Promising spintronics: Mn-based Heusler alloys Mn3Ga, Mn2YGa (Y = V, Nb, Ta), ScMnVGa

Abstract

High spin-polarized materials are expected for the development of spintronic devices. In this work, we are aiming to find new spintronic materials in Mn-based binary, ternary and quaternary Heusler alloys by using the first-principles calculations. We investigated structures, electronic properties, magnetic, tetragonal distortion and mechanic properties of Mn3Ga, Mn2YGa (Y = V, Nb, Ta) and ScMnVGa. The results show that Mn3Ga, ScMnVGa type-I, and type-II have lower energy in antiferromagnetic (AFM) states than ferromagnetic (FM) and paramagnetic (NM).
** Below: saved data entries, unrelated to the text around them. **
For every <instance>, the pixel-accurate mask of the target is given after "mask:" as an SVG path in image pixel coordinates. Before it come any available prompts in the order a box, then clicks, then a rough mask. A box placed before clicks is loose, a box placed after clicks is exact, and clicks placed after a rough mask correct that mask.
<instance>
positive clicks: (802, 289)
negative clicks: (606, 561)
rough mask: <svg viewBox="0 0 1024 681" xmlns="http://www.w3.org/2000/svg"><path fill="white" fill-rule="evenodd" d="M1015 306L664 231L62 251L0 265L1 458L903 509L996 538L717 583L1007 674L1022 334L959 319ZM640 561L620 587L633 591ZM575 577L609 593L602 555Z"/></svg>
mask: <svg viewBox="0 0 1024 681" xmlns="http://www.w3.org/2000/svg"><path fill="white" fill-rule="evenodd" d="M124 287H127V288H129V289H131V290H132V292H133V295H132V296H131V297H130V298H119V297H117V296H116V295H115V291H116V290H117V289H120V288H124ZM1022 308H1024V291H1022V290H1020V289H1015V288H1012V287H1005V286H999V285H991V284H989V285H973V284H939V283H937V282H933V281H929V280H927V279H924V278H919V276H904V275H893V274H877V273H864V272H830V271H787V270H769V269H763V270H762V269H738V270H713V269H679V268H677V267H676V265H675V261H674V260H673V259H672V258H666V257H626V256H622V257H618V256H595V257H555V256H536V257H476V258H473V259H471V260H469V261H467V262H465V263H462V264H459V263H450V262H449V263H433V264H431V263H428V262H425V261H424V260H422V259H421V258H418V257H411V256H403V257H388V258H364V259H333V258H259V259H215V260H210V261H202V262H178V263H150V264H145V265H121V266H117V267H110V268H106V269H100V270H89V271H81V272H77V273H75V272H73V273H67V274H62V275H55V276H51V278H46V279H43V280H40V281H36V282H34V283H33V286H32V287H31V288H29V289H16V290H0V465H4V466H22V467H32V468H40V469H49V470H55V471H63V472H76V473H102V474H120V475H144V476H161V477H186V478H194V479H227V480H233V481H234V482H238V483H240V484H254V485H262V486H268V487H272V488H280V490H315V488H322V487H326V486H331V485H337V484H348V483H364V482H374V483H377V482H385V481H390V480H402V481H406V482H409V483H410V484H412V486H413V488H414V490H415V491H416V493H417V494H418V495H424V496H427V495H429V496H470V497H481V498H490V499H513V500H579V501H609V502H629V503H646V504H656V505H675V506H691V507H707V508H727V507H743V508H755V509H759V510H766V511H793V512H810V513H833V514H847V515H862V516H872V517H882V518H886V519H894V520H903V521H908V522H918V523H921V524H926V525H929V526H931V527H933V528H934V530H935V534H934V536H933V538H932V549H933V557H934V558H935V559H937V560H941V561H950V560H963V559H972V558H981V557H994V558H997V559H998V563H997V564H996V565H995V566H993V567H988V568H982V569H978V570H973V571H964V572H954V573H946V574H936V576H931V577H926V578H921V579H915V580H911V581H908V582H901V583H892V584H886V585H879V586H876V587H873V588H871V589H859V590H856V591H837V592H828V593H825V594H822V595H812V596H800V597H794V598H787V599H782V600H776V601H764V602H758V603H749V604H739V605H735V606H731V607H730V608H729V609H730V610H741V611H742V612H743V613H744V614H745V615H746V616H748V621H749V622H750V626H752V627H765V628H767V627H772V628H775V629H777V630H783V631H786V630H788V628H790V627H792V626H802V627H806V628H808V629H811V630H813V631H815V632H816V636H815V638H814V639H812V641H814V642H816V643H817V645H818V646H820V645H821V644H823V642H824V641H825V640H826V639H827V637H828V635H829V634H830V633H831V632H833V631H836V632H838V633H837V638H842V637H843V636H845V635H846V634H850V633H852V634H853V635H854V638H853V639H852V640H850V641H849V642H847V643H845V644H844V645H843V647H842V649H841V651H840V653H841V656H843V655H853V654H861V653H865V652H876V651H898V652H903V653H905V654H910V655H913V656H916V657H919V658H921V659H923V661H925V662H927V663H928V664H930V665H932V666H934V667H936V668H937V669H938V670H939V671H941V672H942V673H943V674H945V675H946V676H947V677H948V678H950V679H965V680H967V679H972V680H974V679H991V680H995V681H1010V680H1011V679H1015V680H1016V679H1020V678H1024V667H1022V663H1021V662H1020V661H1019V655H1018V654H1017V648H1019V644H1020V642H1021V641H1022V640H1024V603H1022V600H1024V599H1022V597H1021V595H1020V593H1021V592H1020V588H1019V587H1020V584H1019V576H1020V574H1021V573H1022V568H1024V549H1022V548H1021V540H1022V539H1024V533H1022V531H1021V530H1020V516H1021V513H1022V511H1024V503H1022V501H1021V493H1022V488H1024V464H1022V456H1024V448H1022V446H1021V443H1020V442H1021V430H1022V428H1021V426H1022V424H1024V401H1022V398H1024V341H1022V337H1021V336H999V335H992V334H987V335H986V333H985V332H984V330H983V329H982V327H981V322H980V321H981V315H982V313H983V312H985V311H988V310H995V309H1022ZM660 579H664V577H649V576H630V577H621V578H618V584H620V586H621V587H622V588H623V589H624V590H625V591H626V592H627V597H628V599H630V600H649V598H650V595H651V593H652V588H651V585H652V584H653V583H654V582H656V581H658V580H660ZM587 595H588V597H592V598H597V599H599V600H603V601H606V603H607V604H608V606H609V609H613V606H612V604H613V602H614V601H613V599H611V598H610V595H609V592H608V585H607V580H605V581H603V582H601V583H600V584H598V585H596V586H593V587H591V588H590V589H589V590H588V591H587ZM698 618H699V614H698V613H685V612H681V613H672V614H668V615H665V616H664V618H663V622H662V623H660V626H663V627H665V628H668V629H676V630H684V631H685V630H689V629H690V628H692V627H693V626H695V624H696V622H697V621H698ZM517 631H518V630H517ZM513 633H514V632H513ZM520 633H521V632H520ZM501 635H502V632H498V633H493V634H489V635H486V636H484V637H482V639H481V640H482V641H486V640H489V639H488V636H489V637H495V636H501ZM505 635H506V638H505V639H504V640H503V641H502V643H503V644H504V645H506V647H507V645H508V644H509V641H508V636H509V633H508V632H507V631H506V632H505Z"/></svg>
Mn2YGa (Y = V, Nb, Ta) compounds are more stable in FM states. The results of electronic and magnetic properties indicate that Mn3Ga is a gapless half-metallic antiferromagnet (Gapless HM-AFM). Mn2VGa and Mn2NbGa belong to gapless half-metallic ferrimagnets (Gapless HM-FE). Mn2TaGa is ferrimagnets. ScMnVGa type-I is half-metallic antiferromagnets (HM-AFM) and type-II belongs to spin gapless semiconductors with AFM (SGSs-AFM). Inspired by Ferromagnetic shape memory alloys (FAMAs), we performed tetragonal deformation of those compounds, and we predicted that Mn3Ga, Mn2YGa (Y = V, Nb, Ta) have possible martensitic transformations. Finally, the mechanical stability and elastic properties of above-mentioned in both cubic and tetragonal structures were discussed in detail.